Uncertainty Clouds Economic Forecasting
Imports rose at an annual rate of 21.4% from January through March, cutting more than 2.6 percentage points from first-quarter growth. The first quarter included about a month of the clash in Iran. The Federal Reserve, announcing Wednesday that it was keeping its benchmark interest rate unchanged, cited "a high level of uncertainty" arising from the conflict.
Carl Weinberg, chief economist at High Frequency Economics, wrote Monday that he did not even bother to forecast first-quarter GDP growth. "The truth is that we do not have any defensible basis for trying to project how these indicators will print," Weinberg wrote. "Trump's war with Iran has led to a total blockade of the Strait of Hormuz. We do not know how to model the impact of that event, as we have never seen anything quite like it."

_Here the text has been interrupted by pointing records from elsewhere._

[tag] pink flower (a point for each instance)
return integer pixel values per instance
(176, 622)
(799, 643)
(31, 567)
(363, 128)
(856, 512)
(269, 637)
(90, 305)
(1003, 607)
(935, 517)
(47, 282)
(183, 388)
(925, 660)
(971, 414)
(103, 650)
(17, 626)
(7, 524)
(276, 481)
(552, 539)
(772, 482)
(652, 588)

Thursday's report was the first of three Commerce Department estimates.
Why This Matters:
The divergence between strong business investment and weakening consumer spending reveals an economy increasingly dependent on private sector innovation while households face mounting fiscal pressures from energy-driven inflation. The Iran conflict's disruption of global energy markets threatens to accelerate inflation precisely when the Federal Reserve needs stability to maintain its current monetary policy stance. The surge in AI-related business investment demonstrates the economy's capacity for growth through market-driven innovation, but the collapse in residential investment signals persistent challenges in housing affordability that government interventions have failed to resolve. With imports surging and subtracting significantly from growth, the data underscores concerns about trade imbalances and energy security that require decisive policy responses to protect American consumers and businesses from external shocks beyond their control.